Implement new plot directive for clustering visualizers [Issue #687] #742

Kautumn06 · 2019-02-12T15:17:48Z

Adds the new plot directive from PR #446 in the documentation for the KElbowVisualizer, SilhouetteVisualizer, and InterclusterDistance. In addition, I deleted the scripts originally used to generate the images in the docs, along with the images.

I'll add comments to help explain the changes. However, please just let me know if anyone has any questions!

Quick Update: the tests originally failed which I think may have been because I initially set k in the InterclusterDistance visualizer, similar to how k is set in KElbowVisualizer.

model = KMeans()
visualizer = InterclusterDistance(model, k=9)

And while it did create the image when I ran make html, the tests failed. I think this may be because k is not actually a defined parameter for the InterclusterDistance visualizer, which is why I pushed a new commit with the following update:

model = KMeans(9)
visualizer = InterclusterDistance(model)

Since implementing the new plot directive, this script is no longer needed to generate images in the SilhouetteVisualizer documention. Issue DistrictDataLabs#687

Updates the code block in the SilhouetteVisualizer documentation so that it can utilize the new plot directive from PR DistrictDataLabs#446 to autogenerate the images. Issue DistrictDataLabs#687

I added :alt: and :context: close-figs settings for both plots in the KElbowVisualizer documentation. See also: DistrictDataLabs#687, DistrictDataLabs#446

Add new plot directive settings from PR DistrictDataLabs#446 to Intercluster Distance Maps Visualizer documentation. In addition, I deleted the original script that had previously been used to generate the image in the documentation. See also: DistrictDataLabs#687

Kautumn06 · 2019-02-12T15:19:01Z

docs/api/cluster/elbow.rst

@@ -8,21 +8,23 @@ The ``KElbowVisualizer`` implements the "elbow" method to help data scientists s
 To demonstrate, in the following example the ``KElbowVisualizer`` fits the ``KMeans`` model for a range of :math:`K` values from 4 to 11 on a sample two-dimensional dataset with 8 random clusters of points. When the model is fit with 8 clusters, we can see an "elbow" in the graph, which in this case we know to be the optimal number.

 .. plot::
+    :context: close-figs


Added the recommended :context: and alt settings to the plot directive.

Kautumn06 · 2019-02-12T15:23:59Z

docs/api/cluster/elbow.rst

-    # Create synthetic dataset with 8 random clusters
-    X, y = make_blobs(centers=8, n_features=12, shuffle=True, random_state=42)
+    # Generate synthetic dataset with 8 random clusters
+    X, y = make_blobs(n_samples=1000, n_features=12, centers=8, random_state=42)

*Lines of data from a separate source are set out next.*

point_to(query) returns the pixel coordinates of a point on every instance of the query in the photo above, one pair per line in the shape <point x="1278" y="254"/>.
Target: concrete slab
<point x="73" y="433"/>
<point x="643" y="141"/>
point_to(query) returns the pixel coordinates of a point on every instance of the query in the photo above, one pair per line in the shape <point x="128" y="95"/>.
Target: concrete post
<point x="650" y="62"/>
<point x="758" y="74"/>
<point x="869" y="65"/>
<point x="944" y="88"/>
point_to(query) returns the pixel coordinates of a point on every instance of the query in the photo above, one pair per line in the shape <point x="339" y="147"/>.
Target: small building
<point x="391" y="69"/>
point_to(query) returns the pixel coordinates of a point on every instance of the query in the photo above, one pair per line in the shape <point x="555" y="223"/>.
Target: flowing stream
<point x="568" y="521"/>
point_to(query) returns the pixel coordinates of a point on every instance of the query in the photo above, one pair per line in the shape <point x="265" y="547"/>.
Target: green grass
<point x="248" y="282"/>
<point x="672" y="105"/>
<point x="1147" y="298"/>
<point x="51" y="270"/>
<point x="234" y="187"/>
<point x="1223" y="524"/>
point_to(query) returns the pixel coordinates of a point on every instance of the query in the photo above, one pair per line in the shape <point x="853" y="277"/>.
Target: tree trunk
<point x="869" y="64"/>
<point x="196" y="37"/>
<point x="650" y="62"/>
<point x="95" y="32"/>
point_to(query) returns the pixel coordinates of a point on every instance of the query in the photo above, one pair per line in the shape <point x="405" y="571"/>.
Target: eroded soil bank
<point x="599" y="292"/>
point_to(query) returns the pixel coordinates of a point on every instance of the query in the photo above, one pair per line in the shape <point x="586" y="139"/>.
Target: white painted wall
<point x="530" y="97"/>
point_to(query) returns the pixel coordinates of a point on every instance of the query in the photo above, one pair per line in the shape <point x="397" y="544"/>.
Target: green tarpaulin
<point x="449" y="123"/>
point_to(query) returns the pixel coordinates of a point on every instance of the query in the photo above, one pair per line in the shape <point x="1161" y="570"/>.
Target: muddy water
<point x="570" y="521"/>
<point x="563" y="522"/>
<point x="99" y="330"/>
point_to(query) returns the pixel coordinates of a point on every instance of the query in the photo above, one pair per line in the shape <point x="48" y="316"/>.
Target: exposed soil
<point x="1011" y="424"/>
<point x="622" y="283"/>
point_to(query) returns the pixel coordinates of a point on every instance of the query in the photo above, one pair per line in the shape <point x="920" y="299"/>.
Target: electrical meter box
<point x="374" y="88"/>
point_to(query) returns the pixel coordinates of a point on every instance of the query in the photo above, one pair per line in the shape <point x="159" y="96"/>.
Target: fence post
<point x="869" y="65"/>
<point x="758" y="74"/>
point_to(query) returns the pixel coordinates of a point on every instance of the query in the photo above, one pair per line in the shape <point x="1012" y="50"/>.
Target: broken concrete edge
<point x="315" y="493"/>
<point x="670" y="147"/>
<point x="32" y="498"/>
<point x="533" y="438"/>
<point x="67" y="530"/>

I removed shuffle=True since it is True by default.

In addition, I added n_samples=1000 since that is what it was set to in the original script used to generate the image, and if not included, n_samples is only equal to 100 by default.

docs/api/cluster/elbow.rst

Kautumn06 · 2019-02-12T15:26:39Z

docs/api/cluster/elbow.rst

@@ -31,21 +33,25 @@ However, two other metrics can also be used with the ``KElbowVisualizer`` -- ``s
 The ``KElbowVisualizer`` also displays the amount of time to train the clustering model per :math:`K` as a dashed green line, but is can be hidden by setting ``timings=False``. In the following example, we'll use the ``calinski_harabaz`` score and hide the time to fit the model.

 .. plot::
+    :context: close-figs


Added new plot directive settings.

Kautumn06 · 2019-02-12T15:34:35Z

docs/api/cluster/elbow.rst

-    # Create synthetic dataset with 8 random clusters
-    X, _ = make_blobs(centers=8, n_features=12, shuffle=True, random_state=42)
+    # Generate synthetic dataset with 8 random clusters
+    X, y = make_blobs(n_samples=1000, n_features=12, centers=8, random_state=42)


I replaced _ with y here, since even though the target variable is not needed and it doesn't affect the final plot, I thought _ could be confusing for new users who may not have seen this before. In addition, it's not used in the other examples in our documentation when make_blobs is used to create the dataset.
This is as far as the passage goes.